Wednesday, January 3, 2018

Wednesday roundup

Tell us how you really feel, Michelle. Michelle Malkin on Orrin Hatch's retirement announcement:

He began his occupancy in 1976, when all phones were dumb, the 5.25-inch floppy disk was cutting-edge, the very first Apple computer went on sale for $666.66, the Concorde was flying high, O.J. Simpson was a hero, Blake Shelton was a newborn, the first MRI was still a blueprint, and I was a gap-toothed first-grader wearing corduroy bell-bottoms crushing on Davy Jones.
She takes note of all the media outlets speaking of Hatch's "statesmanship" and then enumerates the reasons she's not having any of it:

Hatch joined with his old pal Teddy Kennedy to create the $6 billion national service boondoggle and the $8 billion-a-year CHIP health insurance entitlement.

He preached about the "rule of law," but was an original sponsor of the open-borders DREAM Act illegal alien student bailout, and, despite claiming to oppose it, he voted to fully fund the unconstitutional Obama amnesty during the lame-duck session.

He crusaded for "fiscal conservatism," yet voted for massive Wall Street bailouts, 16 debt ceiling increases totaling $7.5 trillion, and scores of earmarks totaling hundreds of millions of dollars for porky projects. He ends his four-decade reign as the Senate's top recipient of lobbyist cash.

And for the past two years, Team Hatch allies have spearheaded a multimillion-dollar fundraising campaign, squeezing donations from corporate donors and pharma and tech lobbyists to subsidize a "Hatch Foundation" and "Hatch Center" to commemorate the Hatch legacy.

"Statesman" isn't a titled earned by mere length of service. It's not a cheap status conferred like an AARP card or IHOP senior discount. A politician who notches decades of frequent flyer miles back and forth between Washington and his "home" state, enjoying the endless perks of incumbency, does not acquire statesmanship by perpetual re-election and political self-aggrandizement.
Between and among the several Congressional committees looking into how the FBI handled the Hillary Clinton e-mail scandal, they've concluded, based on solid evidence, that it was badly botched.

William Murchison at The American Spectator points out that "animal spirits" (a term coined by John Maynard Keynes) are by definition not quantifiable.

The Times quotes economists who say you can’t prove X rollbacks cause Y growth. The trouble here is that computerized calculations cannot account for human emotions: excitement, say; the hunch in the darkness; the lightbulb that goes on unexpectedly.
Capitalism is the human brain and human heart, in all their compartments and facets: seeing, trying, hoping, hanging on. A certain type of human mentality, with too little anchorage in the imagination, doesn’t get this whole free-market business. It believes in control, direction, supervision — serviceable enough commodities, given the human bent for recklessness and malice. Zero regulation savors of driving on ice and without speed limits. Needless scolding by regulators suppress the growth of jobs and wages. Somewhere there’s a fruitful middle way toward which we may be moving — eight years later than we should and could have been.
On the subject of the post immediately below this one, Michael Ledeen at PJ Media provides some details that can enhance our understanding of what the protestors are up against:

The regime is trying to undermine the legitimacy of the protests, and they are using a particularly ugly stratagem. They have released 3,000 of the most violent prisoners, and ordered them to infiltrate the protest; 1,500 of them are supposed to be in the front lines, and to assault the protestors head-on, helping the Basij and RGs. The other half are supposed to identify protesters, spread chaos in the crowds, and provoke violent action to justify a major clampdown.

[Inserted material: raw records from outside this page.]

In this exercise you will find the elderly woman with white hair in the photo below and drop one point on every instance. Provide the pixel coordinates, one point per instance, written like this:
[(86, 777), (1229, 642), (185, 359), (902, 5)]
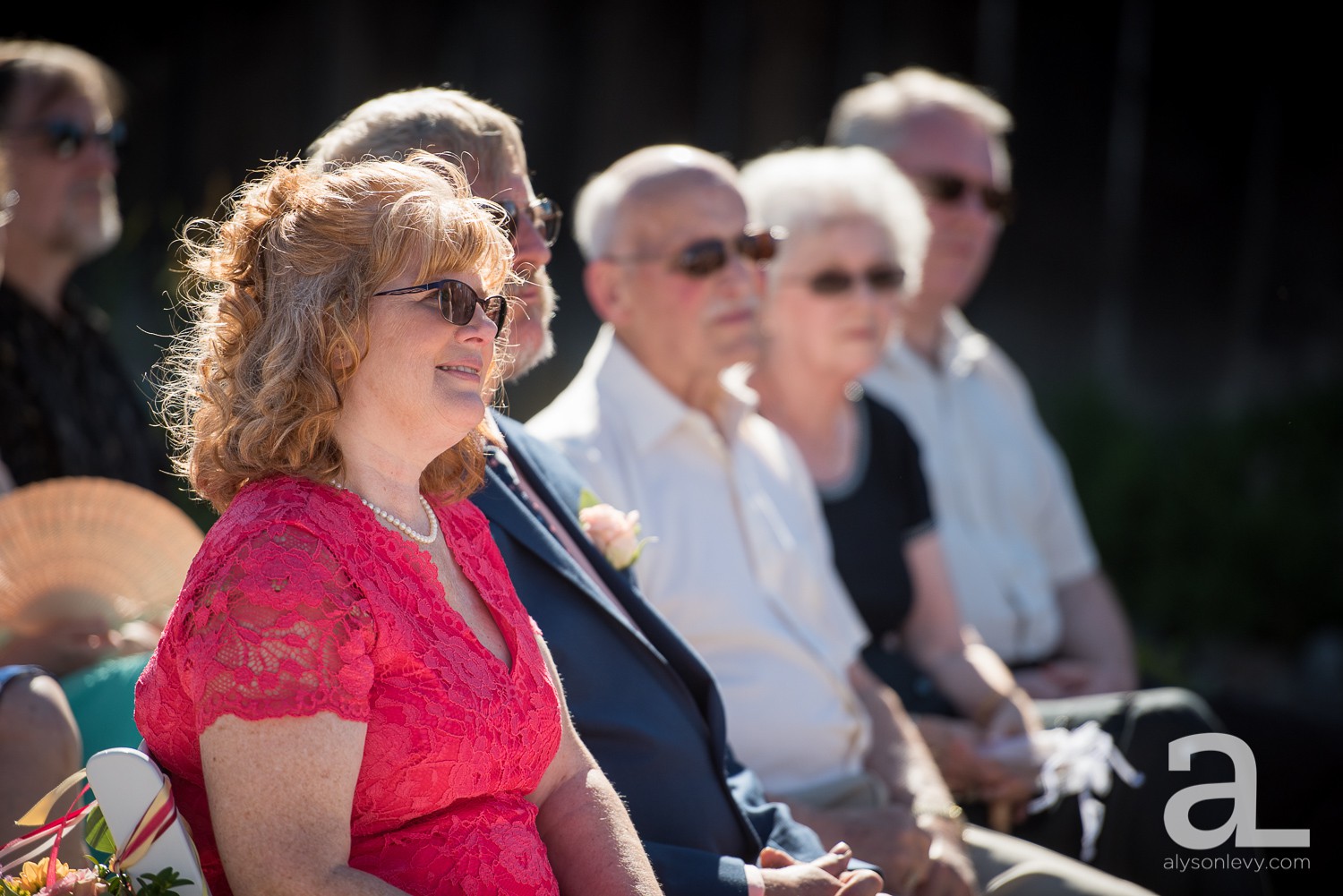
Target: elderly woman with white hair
[(857, 234)]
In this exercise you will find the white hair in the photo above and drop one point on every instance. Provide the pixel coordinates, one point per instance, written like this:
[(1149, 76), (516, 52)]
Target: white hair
[(808, 188), (599, 204), (876, 113)]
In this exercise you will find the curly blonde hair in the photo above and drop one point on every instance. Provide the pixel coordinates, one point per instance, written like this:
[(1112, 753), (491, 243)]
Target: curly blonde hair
[(277, 298)]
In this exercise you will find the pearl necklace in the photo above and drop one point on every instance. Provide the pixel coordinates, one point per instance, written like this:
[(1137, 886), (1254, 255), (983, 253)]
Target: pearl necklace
[(397, 520)]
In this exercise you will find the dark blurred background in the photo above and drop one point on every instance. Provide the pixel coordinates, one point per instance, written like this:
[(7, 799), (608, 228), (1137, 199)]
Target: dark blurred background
[(1170, 286)]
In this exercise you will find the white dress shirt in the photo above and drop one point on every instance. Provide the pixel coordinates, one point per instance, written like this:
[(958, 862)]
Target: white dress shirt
[(740, 559), (1001, 492)]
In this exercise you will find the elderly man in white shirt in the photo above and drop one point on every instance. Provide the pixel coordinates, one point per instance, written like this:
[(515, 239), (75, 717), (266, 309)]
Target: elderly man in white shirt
[(658, 421), (1026, 574)]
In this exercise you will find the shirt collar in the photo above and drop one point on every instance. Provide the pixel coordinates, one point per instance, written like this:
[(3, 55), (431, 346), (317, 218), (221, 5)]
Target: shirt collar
[(961, 351), (647, 408)]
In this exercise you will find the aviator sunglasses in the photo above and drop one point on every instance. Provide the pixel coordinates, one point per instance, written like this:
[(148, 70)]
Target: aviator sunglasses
[(457, 301), (881, 278), (66, 139), (706, 257), (951, 188), (545, 215)]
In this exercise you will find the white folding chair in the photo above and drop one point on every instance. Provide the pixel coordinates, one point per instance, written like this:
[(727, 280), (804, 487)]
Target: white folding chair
[(126, 783)]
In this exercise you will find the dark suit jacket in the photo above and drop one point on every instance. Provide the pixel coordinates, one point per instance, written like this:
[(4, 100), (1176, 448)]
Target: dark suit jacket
[(644, 703)]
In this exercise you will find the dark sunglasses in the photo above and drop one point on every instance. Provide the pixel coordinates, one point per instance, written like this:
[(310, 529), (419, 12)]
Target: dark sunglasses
[(837, 282), (457, 301), (951, 188), (706, 257), (66, 139), (545, 217)]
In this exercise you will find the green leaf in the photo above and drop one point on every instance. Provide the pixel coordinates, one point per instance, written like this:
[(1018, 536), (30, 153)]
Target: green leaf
[(97, 833)]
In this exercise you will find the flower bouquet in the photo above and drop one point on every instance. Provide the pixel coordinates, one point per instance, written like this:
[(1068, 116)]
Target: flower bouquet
[(48, 876)]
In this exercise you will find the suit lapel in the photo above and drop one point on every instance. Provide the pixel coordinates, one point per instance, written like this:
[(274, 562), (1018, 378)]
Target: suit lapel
[(504, 508)]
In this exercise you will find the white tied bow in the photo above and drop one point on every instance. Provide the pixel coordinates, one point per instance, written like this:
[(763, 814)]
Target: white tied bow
[(1076, 762)]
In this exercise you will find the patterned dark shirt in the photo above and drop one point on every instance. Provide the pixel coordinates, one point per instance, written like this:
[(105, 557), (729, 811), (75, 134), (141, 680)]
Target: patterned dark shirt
[(66, 405)]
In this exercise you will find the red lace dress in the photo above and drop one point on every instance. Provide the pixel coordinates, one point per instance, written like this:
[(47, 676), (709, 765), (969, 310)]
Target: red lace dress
[(301, 602)]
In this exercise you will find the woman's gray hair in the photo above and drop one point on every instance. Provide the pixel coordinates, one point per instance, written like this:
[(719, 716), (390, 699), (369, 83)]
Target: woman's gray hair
[(808, 188)]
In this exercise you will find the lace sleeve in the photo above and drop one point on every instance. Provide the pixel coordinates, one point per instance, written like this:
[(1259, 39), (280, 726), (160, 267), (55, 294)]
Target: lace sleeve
[(278, 630)]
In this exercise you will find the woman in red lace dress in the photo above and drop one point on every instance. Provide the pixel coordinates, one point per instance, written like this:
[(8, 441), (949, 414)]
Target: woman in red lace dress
[(348, 696)]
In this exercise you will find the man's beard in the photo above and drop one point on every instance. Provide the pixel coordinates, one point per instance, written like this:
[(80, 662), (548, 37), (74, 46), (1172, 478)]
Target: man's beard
[(526, 359)]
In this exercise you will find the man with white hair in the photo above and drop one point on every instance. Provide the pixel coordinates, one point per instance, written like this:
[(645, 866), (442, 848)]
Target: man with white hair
[(658, 421), (1022, 562), (1025, 571), (69, 405)]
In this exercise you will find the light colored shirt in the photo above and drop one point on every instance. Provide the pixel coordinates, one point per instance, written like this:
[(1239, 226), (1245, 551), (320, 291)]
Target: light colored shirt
[(1002, 498), (740, 560)]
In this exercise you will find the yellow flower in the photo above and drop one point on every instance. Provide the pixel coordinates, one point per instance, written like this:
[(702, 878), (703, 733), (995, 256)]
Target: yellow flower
[(34, 875)]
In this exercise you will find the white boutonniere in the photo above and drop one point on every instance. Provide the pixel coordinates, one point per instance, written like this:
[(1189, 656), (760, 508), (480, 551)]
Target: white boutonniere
[(614, 533)]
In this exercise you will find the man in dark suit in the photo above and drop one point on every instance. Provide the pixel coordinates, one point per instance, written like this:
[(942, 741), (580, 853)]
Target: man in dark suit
[(642, 700)]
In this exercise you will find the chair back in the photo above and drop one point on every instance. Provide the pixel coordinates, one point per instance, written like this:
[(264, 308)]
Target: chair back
[(128, 785)]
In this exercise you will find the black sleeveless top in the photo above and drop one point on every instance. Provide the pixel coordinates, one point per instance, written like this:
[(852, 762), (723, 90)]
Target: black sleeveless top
[(870, 517)]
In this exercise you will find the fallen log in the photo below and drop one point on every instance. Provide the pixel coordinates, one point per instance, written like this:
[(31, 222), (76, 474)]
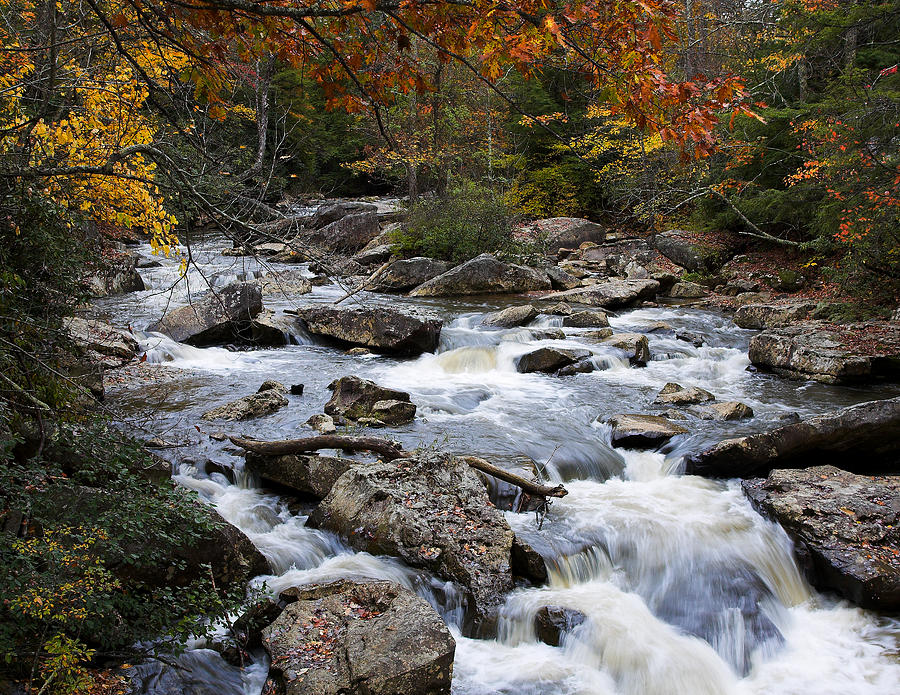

And, of course, there is the DJT tweet about the size of the button on his desk compared to the one on Kim's desk. Those of us who continue to harbor grave reservations about Trump have so far been able to discuss two separate realms: the good policy-level moves on the one hand, and the bluster fromDJT we see in his tweets and hear at his rallies. There now appears to be a confluence. Sad!